20/09/2022
Empieza a leer 'Los reyes de la casa' de Delphine de Vigan

 

 

BRIGADA CRIMINAL – 2019

 

DESAPARICIÓN DE LA NIÑA KIMMY DIORE

 

Asunto:

Transcripción y descripción de las últimas stories de Instagram colgadas por Mélanie Claux (apellido del marido: Diore).

 

 

STORY 1

Difundida el 10 de noviembre, a las 16.35 h Duración: 65 segundos

 

El vídeo está grabado en una tienda de zapatos.

Voz de Mélanie: «Queridos, ¡acabamos de llegar al Run-Shop para comprarle a Kimmy unas zapatillas nuevas! ¿Verdad que necesitas unas zapatillas nuevas porque las que tenías empezaban a apretarte un poco, pichoncito? (La cámara del teléfono móvil se vuelve hacia la niña, que tarda varios segundos en asentir, sin demasiada convicción.) Pues aquí tenéis los tres pares de la talla 32 que Kimmy ha seleccionado. (En la imagen aparecen los tres pares alineados.) Os las enseño más de cerca: unas Nike Air doradas de la nueva colección, unas Adidas con sus tres rayitas y unas sin marca con la puntera roja... Vamos a tener que decidirnos y, como bien sabéis, Kimmy odia elegir. Así que, queridos, ¡contamos con vosotros!»

 

Sobreimpresionado en la pantalla aparece un minisondeo: «¿Cuáles debería escoger Kimmy?

A) Las Nike Air

B) Las Adidas

C) Las que tienen el mejor precio.»

 

Mélanie vuelve a dirigir la cámara hacia sí misma y concluye: «Ay, queridos, ¡menos mal que estáis ahí y sois vosotros quienes decidís!»

 

 

Dieciocho años antes

 

El 5 de julio de 2001, día de la final de Loft Story, Mélanie Claux, sus padres y su hermana Sandra se encontraban sentados en su lugar habitual frente al televisor.

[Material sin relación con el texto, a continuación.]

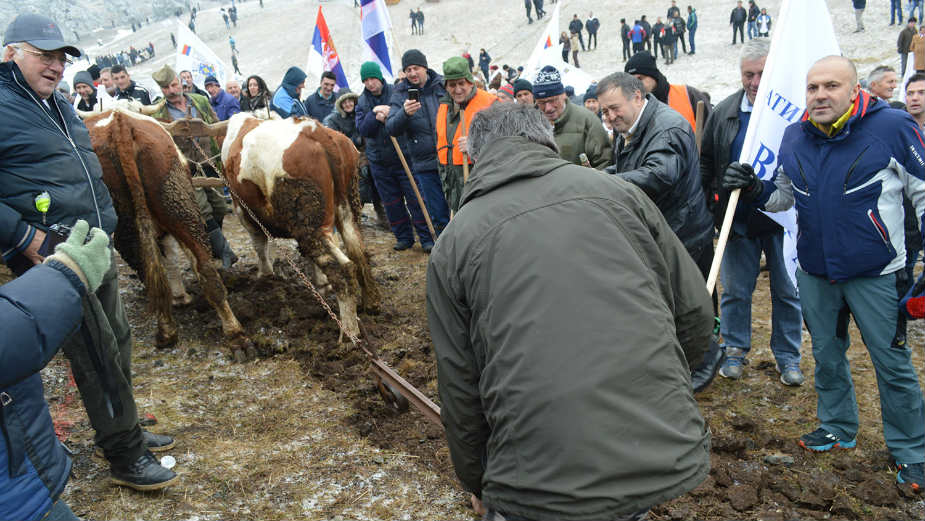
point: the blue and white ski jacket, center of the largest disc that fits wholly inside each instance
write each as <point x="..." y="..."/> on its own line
<point x="848" y="190"/>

Desde el 26 de abril, cuando empezó el concurso, la familia Claux no había fallado a su cita ni un solo jueves por la noche en horario de máxima audiencia.

A pocos minutos de su liberación, tras setenta días encerrados en un chalet prefabricado –con jardín falso y gallinero auténtico–, los cuatro últimos candidatos estaban reunidos en el amplio salón, los dos chicos juntos en el sofá blanco y las dos chicas sentadas a ambos lados en sendos sillones a juego. El presentador, cuya carrera acababa de tomar un rumbo tan fenomenal como imprevisto, recordó con entusiasmo que había llegado –al fin– el momento crucial, tanto tiempo anhelado: «Empiezo a contar desde diez... ¡y cuando diga cero os quiero fuera!» Preguntó por última vez si el público estaba dispuesto a acompañarlo y empezó la cuenta atrás, «diez, nueve, ocho, siete, seis, cinco», respaldado por un coro dócil y vehemente. Los candidatos se apresuraron hacia la salida, maleta en mano, «cuatro, tres, dos, uno, ¡cero!». La puerta se abrió como empujada por una corriente de aire y estalló una ovación unánime.

El presentador tuvo que desgañitarse a partir de entonces para sobreponerse al alboroto de la muchedumbre congregada en el exterior y al clamor del público impaciente que llevaba más de una hora esperando en el plató. «¡Ya han salido! ¡Están llegando! ¡Tras setenta días, Laure, Loana, Christophe y Jean-Édouard vuelven a la tierra!» Un plano general mostró repetidas veces los fuegos artificiales lanzados desde el tejado del inmueble que los había albergado durante aquellas largas semanas, mientras los cuatro finalistas recorrían la alfombra roja desplegada para la ocasión.

Ya estaban fuera, sí, pero el exterior era extrañamente parecido al interior. Una horda sobreexcitada se apretujaba contra las vallas, los fotógrafos intentaban acercarse, personas desconocidas les imploraban autógrafos, los periodistas tendían los micrófonos. Algunos enarbolaban banderolas o pancartas con sus nombres, otros los grababan con pequeñas cámaras (pues los teléfonos móviles eran por entonces unos aparatos rudimentarios que solo servían para hacer llamadas).

Lo que les habían prometido se había hecho realidad. En pocas semanas, se habían vuelto famosos.

Los cuatro candidatos desfilaron entre sus fans escoltados por guardaespaldas, mientras el presentador seguía analizando su avance, «están a escasos metros del plató, atención, están subiendo las escaleras», sin que la redundancia entre la imagen y el comentario redujese lo más mínimo la tensión dramática, sino todo lo contrario, dándole de pronto una dimensión inédita, subyugadora (un procedimiento que sería explotado en sus más diversas formas durante décadas). Los gritos arreciaron y un telón negro se abrió para dejarlos pasar. En el plató, donde los esperaban sus familiares y los otros nueve candidatos (que habían abandonado la casa por propia voluntad o tras ser eliminados en semanas anteriores), los nervios estaban a flor de piel. En medio de un ambiente caldeado y de un desorden creciente, la muchedumbre empezó a corear un nombre: «¡Loana! ¡Loana!»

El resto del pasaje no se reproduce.